Before HILL, KRAVITCH and EDMONDSON, Circuit Judges.

HILL, Circuit Judge:

This case presents the novel question of whether a county government's alleged practice of using its emergency medical

Page 1031

vehicles only to transport patients to certain county hospitals which guarantee the payment of the county's medical bills violates a right protected by the federal constitution. We hold that such a practice, even if proved, would not violate any established constitutional right; therefore, the plaintiffs have failed to state a claim under 42 U.S.C. Sec. 1983.

I. BACKGROUND

The facts underlying this case are undeniably tragic. On April 12, 1984, Toni Wideman, who at the time was four months pregnant, began experiencing abdominal pain. She called her obstetrician, Dr. John Ramsey, who instructed her to come immediately to Piedmont Hospital. Ms. Wideman called the 911 emergency telephone number in DeKalb County and requested an ambulance to take her to Piedmont. Three employees of the DeKalb County Emergency Medical Service (EMS) responded to this call. Ms. Wideman claims that she again informed the EMS employees to take her to Piedmont where her doctor was waiting, but they refused and, instead, took her against her wishes to Shallowford Community Hospital. After a substantial delay, during which the attending physician at Shallowford spoke by phone with Dr. Ramsey, Ms. Wideman was transferred to Piedmont.
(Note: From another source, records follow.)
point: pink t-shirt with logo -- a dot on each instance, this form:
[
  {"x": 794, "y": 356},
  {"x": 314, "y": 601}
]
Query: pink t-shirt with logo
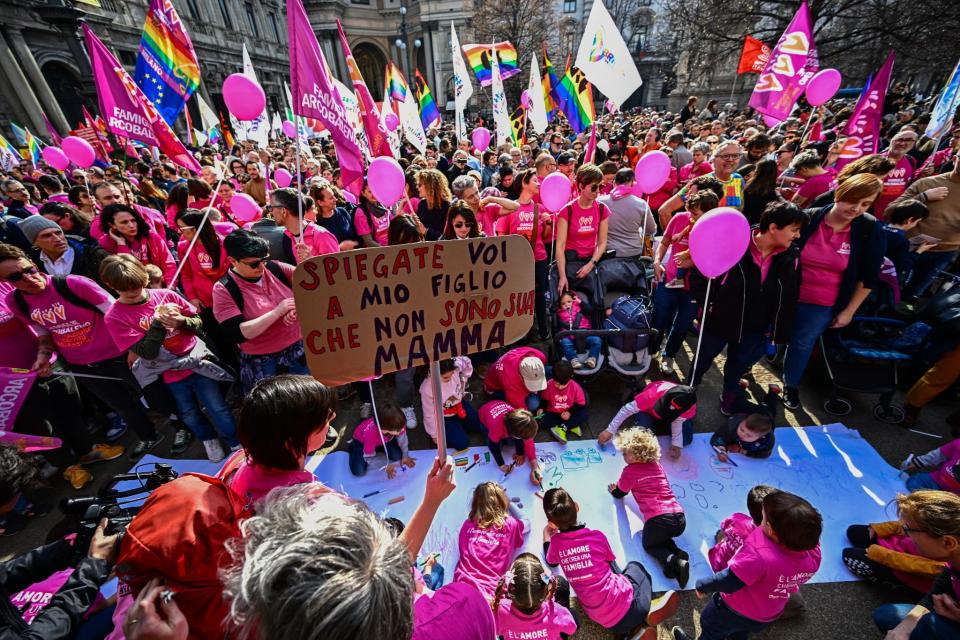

At that point, however, Dr. Ramsey was unable to stop her labor, and Ms. Wideman gave birth to a premature baby, named Ebony Laslun Wideman, who survived for only four hours.

Toni Wideman and her husband subsequently filed this action under 42 U.S.C. Secs. 1983, 1985 and 1988 seeking damages for the wrongful death of their child. Specifically, they alleged that a conspiracy existed between Shallowford Hospital and DeKalb County, whereby the County had a policy and practice of using its emergency medical vehicles to transport patients only to hospitals such as Shallowford which guaranteed the payment of the County's emergency medical bills. Piedmont Hospital supposedly had no such agreement with DeKalb County. The plaintiffs claimed that this conspiracy deprived them of their federal constitutional right to essential medical treatment and care. In addition, the plaintiffs alleged various pendent state law claims based on false imprisonment, negligence, and intentional infliction of emotional distress. The Widemans named as defendants DeKalb County, Shallowford Hospital, and the three DeKalb County EMS employees in their official capacities.

The plaintiffs sought discovery against the County and the EMS employees. The plaintiff served interrogatories and noticed the depositions of the three EMS employees, as well as a designated individual for the County. The County and its employees, however, refused to participate in discovery due to the unresolved nature of a potential immunity defense. Shortly thereafter, the governmental defendants moved for summary judgment. They supported this motion with the affidavits of the three EMS employees, but still refused to make these individuals available to the plaintiffs. Defendant Shallowford Hospital also moved for partial summary judgment on the plaintiffs' federal claims. The plaintiffs then moved for leave to amend their complaint, supported by the affidavit of Kenneth Lamoureux, a former employee of the DeKalb County EMS. 1 The plaintiffs also filed a motion to compel discovery and a motion for a continuance pursuant to Fed.R.Civ.P. 56(f).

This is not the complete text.